起動したら粒子と背景をマウスでなぞってラベル付けする.画像の通り塗り潰す必要はない.
気が済むまでなぞったら左にあるTrain classifierを押すと画像全体が色分けされる.元の画像が見たい場合はToggle overlayを押せばいい.
色分け結果が気に入らなければ追加でラベル付けして再びTrain classifierを押せば更新される.多少穴が空いたくらいなら,手作業にはなるがこの後の工程で修正できるため程々に.納得できる画像が得られたCreate resultで保存する.

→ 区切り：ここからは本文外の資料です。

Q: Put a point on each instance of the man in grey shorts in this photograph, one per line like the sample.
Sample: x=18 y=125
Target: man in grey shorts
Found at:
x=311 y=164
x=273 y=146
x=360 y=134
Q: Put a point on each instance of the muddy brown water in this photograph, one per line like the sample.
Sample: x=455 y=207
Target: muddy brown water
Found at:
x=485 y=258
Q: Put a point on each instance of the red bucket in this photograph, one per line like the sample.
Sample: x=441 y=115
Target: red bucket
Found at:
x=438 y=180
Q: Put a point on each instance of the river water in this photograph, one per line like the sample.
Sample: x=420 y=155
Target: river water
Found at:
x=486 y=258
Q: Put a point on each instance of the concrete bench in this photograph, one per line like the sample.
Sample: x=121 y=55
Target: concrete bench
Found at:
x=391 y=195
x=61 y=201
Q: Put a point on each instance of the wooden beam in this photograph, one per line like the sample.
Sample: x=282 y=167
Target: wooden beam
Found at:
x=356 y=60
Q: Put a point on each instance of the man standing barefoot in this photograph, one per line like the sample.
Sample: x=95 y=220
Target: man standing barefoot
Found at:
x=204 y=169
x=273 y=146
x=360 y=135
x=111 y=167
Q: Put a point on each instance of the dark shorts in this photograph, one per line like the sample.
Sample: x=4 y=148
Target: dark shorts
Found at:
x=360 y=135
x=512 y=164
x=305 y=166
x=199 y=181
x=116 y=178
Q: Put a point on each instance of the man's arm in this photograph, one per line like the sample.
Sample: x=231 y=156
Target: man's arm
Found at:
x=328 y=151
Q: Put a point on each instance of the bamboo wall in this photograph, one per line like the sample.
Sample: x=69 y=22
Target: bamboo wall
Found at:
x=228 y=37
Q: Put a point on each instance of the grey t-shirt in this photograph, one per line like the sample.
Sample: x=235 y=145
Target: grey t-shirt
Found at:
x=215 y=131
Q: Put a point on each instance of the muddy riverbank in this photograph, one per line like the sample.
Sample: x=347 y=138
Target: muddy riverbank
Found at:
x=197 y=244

同様の画像を全く同じ条件で色分けするために,今回の分類器(classifier)をSave classifierで保存しておく.こうすると次回からはLoad classifierで分類器を読み込んで使い回せる.いつ誰がやっても同じ結果が得られる.なおどこをなぞったかを保存する術はないため,必要であればスクリーンショットを撮っておくこと.
二値化(threshold)
分類器の出力はカラーになっているため白黒に変換する.まずはグレースケールに変換する. 続いて閾値を設定して粒子を白,背景を黒にする.
粒子の穴を塞ぐ(close)
領域分割時に諦めた穴に対処する.まず小さな穴は簡単に埋められる. 残った穴は手動で塗り潰す.カラーピッカーツールで白を取得してバケツツールで穴を埋める.
繋がっている粒子を分割する(watershed)
粒子どうしが繋がったままだと正常に分析できないため分割する.先の住友化学の例レベルだとどうにもならない.また粒子に穴が空いたままでもうまくいかない.
粒子の分析
まず分析項目を選択する.まあ全部選んでおいて後で必要なものを考えれば良いでしょう. 分析項目を設定したら分析を実行する.ノイズを拾われても困るため,分析対象とする粒子のサイズや円形度に制限をかける.円形度1はたいていノイズ. 分析対象になった粒子と分析結果が出力される.表(Results)と粒子の形状を保存したら終わり. 分析結果はcsvで保存できるのでCythonでpandasを使って好き勝手に分析できる.粒度分布が欲しいのであればヒストグラムを表示すれば良いが,個数基準か面積基準かは気を付けること. またメーカーカタログはおそらく体積基準のため画像分析の結果とは一致しないはず.